Online Etymology Dictionary

****
"female intercrural foramen," or, as some 18c. writers refer to it, "the monosyllable," M.E. cunte "female genitalia," akin to O.N. kunta, from P.Gmc. *kunton, of uncertain origin. Some suggest a link with L. cuneus "wedge," others to PIE base *geu- "hollow place," still others to PIE *gwen-, root of queen and Gk. gyne "woman." The form is similar to L. cunnus "female pudenda," which is likewise of disputed origin, perhaps lit. "gash, slit," from PIE *sker- "to cut," or lit. "sheath," from PIE *kut-no-, from base *(s)keu- "to conceal, hide." First known reference in Eng. is said to be c.1230 Oxford or London street name Gropecuntlane, presumably a haunt of prostitutes. Avoided in public speech since 15c.; considered obscene since 17c.
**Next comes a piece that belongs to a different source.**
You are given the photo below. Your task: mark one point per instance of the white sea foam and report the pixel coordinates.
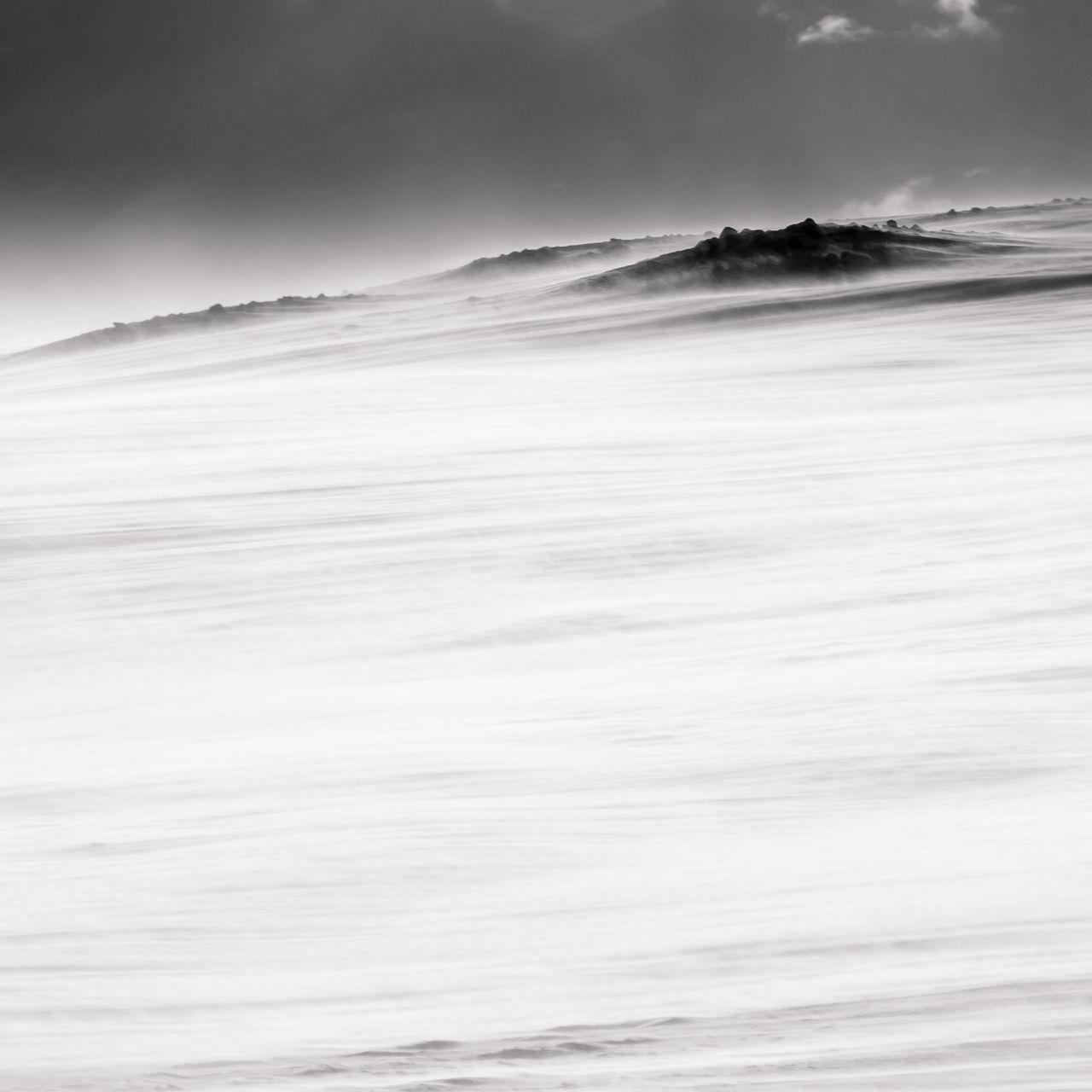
(703, 676)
Du. cognate de kont means "a bottom, an arse." Du. also has attractive poetic slang ways of expressing this part, such as liefdesgrot, lit. "cave of love," and vleesroos "rose of flesh." Alternate form cunny is attested from c.1720 but is certainly much earlier and forced a change in the pronunciation of coney (q.v.), but it was good for a pun while coney was still the common word for "rabbit": "A pox upon your Christian cockatrices! They cry, like poulterers' wives, 'No money, no coney.' " [Massinger, 1622]
 
I would argue that most foul words are used for no more reason than to shock and offend.

I quite agree. That is exactly their purpose.

That is, in fact, why terms like these are coined in the first place.

Apparently other people understood why those metaphors worked so well to describe a particular kind of behavior, too. that's why they became part of the venacular.

Now, are you objecting to the word, or are you objecting to sentiment behind the word, gunny?

Would you not be offened if I called you a vagina?

I think you might be offended if that word were used to describe you, too, right?

Has that word been banished from this site?

No?

Why not?

It means the same thing. It is just as vulgar if used like the other word.

I'm not trying to defend the use of that or any other word, but I am trying to understand why some words offend some of us so much more than other words meaning exactly the same thing.